With a 10.3-inch screen, the Kobo Elipsa is not the largest ereader that’s ever been made – consider the 13.3-inch Onyx Boox Max3 for example – but it is for Kobo. It’s also the only device from the Japanese-Canadian ereader maker to ship with a stylus in the box. 

Kobo is touting the Elipsa as not just an ereader, but as a research device that you can jot notes on, putting it in competition with the likes of the ReMarkable 2 and, more recently, the Amazon Kindle Scribe. The difference here, though, is that you need to jump through hoops to use the ReMarkable as a reading device – it’s more a digital note-taker than ereader – while the Kindle counterpart just doesn't have the extensive note-taking abilities of the Elipsa.

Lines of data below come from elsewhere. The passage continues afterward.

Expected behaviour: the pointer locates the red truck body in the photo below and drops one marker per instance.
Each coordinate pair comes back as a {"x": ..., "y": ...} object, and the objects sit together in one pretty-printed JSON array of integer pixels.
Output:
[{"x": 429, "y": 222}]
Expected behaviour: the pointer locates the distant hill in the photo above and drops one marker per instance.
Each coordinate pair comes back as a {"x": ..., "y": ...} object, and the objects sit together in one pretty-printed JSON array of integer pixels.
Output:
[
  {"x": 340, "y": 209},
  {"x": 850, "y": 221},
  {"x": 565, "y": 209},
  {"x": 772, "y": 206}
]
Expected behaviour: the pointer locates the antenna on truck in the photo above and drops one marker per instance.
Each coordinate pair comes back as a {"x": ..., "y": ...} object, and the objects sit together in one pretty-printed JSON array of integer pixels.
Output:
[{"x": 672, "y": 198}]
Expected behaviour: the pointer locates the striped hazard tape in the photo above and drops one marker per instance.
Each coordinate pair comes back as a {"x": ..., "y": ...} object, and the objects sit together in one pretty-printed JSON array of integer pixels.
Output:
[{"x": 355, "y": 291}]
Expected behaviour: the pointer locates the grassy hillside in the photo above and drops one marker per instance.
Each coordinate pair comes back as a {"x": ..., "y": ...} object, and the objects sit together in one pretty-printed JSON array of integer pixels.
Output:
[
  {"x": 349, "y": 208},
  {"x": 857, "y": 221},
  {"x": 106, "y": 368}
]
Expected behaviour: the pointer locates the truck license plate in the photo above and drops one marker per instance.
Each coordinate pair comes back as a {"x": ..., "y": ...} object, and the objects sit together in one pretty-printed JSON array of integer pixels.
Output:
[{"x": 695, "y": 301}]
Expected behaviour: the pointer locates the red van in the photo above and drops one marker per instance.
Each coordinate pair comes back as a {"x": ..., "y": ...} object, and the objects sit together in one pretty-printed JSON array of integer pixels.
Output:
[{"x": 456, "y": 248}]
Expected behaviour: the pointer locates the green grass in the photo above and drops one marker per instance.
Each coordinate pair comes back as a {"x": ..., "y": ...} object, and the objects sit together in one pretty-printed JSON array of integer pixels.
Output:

Despite its writing prowess, the Kobo Elipsa is an ereader first – just one that can multitask, and that's evident in how the Kobo Stylus functions. While it's not quite real-time responsive, it is fast enough to not throw you off but writing on the screen isn't quite as smooth as it is on the newer E Ink note-taking tablets. That said, the Elipsa's ability to recognize handwriting to convert to text has always been remarkable, and is now better and faster after some firmware updates since its launch in 2021. 

For the most part, the Elipsa does exactly what it says on the tin – it lets you read, make annotations, draw, create lists, buy ebooks, borrow ebooks from a public library and read web articles via Pocket. However, there are some caveats that make the Elipsa hard to recommend.

Stylus support is locked to ebooks you buy directly from the Kobo Store, meaning you can’t annotate a sideloaded EPUB. However, you can write and draw on sideloaded PDFs. For a company that has a reputation for not locking down its ecosystem, it does feel as though Kobo is taking a step in that direction by allowing you to write only on locked ebooks.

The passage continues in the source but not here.